The Ghana Standards Authority (GSA) has presented the Ghana Building Code to the 29 Metropolitan, Municipal and District Assemblies in the Greater Accra Region to enable them to enforce the standards.
The exercise was to ensure adoption and use of the code, which was launched by Vice-President Mahamudu Bawumia in October last year.
The Code is a set of rules that specify the standards for constructed objects such as building and non-building structures. It covers all aspects of building and construction, ranging from soil testing, quality of building materials, roofing, fire-fighting to accessibility for persons with disability (PWDs).
It also provides guidelines on where to build, the materials to use, specifications for constructing exits, lifts and other essential components of buildings.
Presenting the copies to the MMDAS at a sensitisation programme, Professor Alex Dodoo, the Director-General of the GSA, urged the Assemblies to enforce the code to ensure that permits for buildings were only issued when they passed the quality test.

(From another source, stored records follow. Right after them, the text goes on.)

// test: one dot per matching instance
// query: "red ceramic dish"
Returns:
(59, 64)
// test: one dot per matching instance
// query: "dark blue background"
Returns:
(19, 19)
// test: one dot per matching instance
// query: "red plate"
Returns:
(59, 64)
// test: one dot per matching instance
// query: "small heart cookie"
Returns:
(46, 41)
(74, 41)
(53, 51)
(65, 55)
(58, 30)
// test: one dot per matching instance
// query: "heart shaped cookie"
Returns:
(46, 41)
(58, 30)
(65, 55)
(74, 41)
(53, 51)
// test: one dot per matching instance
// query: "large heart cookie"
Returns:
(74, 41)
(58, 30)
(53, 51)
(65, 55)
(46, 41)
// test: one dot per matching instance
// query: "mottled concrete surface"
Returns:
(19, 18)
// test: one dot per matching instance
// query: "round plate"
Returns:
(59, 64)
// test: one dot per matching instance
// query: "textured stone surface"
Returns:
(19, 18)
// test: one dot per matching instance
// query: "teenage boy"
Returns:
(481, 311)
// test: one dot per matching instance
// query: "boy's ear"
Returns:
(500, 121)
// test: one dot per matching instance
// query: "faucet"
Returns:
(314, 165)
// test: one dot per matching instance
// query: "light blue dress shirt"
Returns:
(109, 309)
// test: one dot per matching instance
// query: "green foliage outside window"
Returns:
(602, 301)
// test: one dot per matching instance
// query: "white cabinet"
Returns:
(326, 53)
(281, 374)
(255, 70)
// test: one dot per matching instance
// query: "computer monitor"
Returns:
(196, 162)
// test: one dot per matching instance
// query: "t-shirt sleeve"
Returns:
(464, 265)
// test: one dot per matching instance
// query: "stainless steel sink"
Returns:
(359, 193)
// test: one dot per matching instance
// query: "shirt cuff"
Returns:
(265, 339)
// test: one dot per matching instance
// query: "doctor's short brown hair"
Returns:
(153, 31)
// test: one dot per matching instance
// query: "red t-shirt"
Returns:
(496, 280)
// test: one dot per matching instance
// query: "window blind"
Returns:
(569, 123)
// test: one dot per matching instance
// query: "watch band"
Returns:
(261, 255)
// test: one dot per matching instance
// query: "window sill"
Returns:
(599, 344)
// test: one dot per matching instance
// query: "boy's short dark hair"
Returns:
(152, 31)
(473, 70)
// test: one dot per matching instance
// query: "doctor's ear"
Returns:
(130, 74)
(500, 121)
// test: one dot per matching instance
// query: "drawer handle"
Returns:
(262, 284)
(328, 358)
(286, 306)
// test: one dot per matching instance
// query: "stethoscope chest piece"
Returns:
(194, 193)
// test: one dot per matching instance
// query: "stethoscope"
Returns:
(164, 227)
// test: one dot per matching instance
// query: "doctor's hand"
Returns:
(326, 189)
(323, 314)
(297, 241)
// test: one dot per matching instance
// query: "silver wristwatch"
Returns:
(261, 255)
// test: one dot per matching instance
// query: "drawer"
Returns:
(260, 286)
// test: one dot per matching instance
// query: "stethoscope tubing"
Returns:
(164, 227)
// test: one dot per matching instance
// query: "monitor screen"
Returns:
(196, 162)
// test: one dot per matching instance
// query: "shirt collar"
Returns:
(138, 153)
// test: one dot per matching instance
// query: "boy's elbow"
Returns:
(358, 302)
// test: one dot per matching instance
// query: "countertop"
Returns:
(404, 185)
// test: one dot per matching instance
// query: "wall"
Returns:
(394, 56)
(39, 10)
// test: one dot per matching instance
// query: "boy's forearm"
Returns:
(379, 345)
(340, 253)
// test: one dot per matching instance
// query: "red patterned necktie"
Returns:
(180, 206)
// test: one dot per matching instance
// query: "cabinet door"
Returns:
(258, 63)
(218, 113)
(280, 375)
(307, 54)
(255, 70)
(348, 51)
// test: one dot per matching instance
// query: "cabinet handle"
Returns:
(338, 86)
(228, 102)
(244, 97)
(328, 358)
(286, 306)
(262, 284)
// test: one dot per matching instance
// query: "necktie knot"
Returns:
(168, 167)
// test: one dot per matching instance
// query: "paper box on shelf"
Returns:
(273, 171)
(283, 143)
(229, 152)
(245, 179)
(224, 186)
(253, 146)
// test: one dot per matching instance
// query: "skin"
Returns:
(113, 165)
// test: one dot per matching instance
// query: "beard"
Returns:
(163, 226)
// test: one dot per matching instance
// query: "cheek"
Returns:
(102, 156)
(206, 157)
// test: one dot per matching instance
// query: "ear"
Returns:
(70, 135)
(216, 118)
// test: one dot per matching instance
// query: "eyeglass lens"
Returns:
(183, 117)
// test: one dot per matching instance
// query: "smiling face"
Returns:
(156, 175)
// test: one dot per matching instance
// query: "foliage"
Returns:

He also suggested the application of the code to assess all existing buildings to ensure that they were fit for occupancy and those that failed the assessment should be asked to retrofit to bring them to standards.
Prof. Dodoo said the enforcement exercise must begin with public buildings, including; places of worship and state institutions.
The sensitisation workshop for the top officials of the 29 MMDAs was held on the theme: "Decentralising quality infrastructure to facilitate trade and protect consumers."
It was meant to educate the Metropolitan, Municipal and District Chief Executives (MMDCEs), Engineers and Technocrats on the building code and its implementation process.
Prof. Dodoo said the application of the standards in the code would guarantee public safety and create job opportunities along the value chain.
Mr Ishmael Ashitey, the Greater Accra Regional Minister, reiterated the call for strict enforcement of the building code to deal with the unplanned buildings, which were the result of weak regulatory and permitting regimes.
He expressed the hope that the enforcement would help improve access to public places and enhance service delivery.